If you want the CMS collector to be used, you must explicitly select it by specifying the command line option -XX:+UseConcMarkSweepGC.
If you want it to be run in incremental mode, also enable that mode via the –XX:+CMSIncrementalMode option.

This feature is useful when applications that need the low pause times provided by the concurrent collector are run on machines with small numbers of processors (e.g., 1 or 2).

ParNewGC is the parallel young generation collector for use with CMS. To choose it, you can specify the command line option ‑XX:+UseParNewGC.

Generation First (G1) Garbage Collector^[31]

Summary

Differs from CMS in the following ways

Compacting

Reduce fragmentation and is good for long-running applications

Heap is split into regions

Easy to allocate and resize

Evacuation pauses

For both young and old regions

Young generation collection

During a young GC, survivors from the young regions are evacuated to either survivor regions or old regions

Done with stop-the-world evacuation pauses
Performed in parallel

Old generation collection

Some garbage objects in regions with very high live ratio may be left in the heap and be collected later
Concurrent marking phase

Calculates liveness information per region

Empty regions can be reclaimed immediately
Identifies best regions for subsequent evacuation pauses

Remark is done with one stop-the-world puase while initial mark is piggybacked on an evacuation pause
No corresponding sweeping phase
Different marking algorithm than CMS

Old regions are reclaimed by

Evacuation pauses

Using compaction
Where most reclamation is done

Remark (when totally empty)

When to use

The G1 collector is a server-style garbage collector, targeted for multi-processor machines with large memories. It meets garbage collection (GC) pause time goals with high probability, while achieving high throughput.

How to select

If you want the G1 garbage collector to be used, you must explicitly select it by specifying the command line option -XX:+UseG1GC.

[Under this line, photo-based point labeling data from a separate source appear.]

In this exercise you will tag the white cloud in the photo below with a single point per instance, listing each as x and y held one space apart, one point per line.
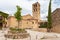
9 6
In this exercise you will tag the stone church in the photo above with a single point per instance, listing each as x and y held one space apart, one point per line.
27 21
56 20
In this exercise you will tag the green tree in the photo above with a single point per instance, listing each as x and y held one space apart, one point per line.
18 15
49 18
5 16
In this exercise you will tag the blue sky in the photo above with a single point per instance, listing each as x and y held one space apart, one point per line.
9 6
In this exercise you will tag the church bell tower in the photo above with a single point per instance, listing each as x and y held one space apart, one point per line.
36 10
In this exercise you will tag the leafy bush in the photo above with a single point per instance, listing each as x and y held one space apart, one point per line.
17 29
43 25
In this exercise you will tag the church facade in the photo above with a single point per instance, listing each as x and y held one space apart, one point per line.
27 21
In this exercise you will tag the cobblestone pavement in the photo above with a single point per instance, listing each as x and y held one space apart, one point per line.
34 35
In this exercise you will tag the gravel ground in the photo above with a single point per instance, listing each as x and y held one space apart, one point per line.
34 35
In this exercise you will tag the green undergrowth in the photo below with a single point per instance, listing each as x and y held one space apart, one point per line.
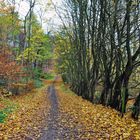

Note that the difference between:

-XX:+UseParallelOldGC

and

-XX:+UseParallelGC

is that -XX:+UseParallelOldGC enables both a multithreaded young generation garbage collector and a multithreaded old generation garbage collector, that is, both minor garbage collections and full garbage collections are multithreaded. -XX:+UseParallelGC enables only a multithreaded young generation garbage collector. The old generation garbage collector used with -XX:+UseParallelGC is single threaded.

Using -XX:+UseParallelOldGC also automatically enables -XX:+UseParallelGC. Hence, if you want to use both a multithreaded young generation garbage collector and a multithreaded old generation garbage collector, you need only specify -XX:+UseParallelOldGC.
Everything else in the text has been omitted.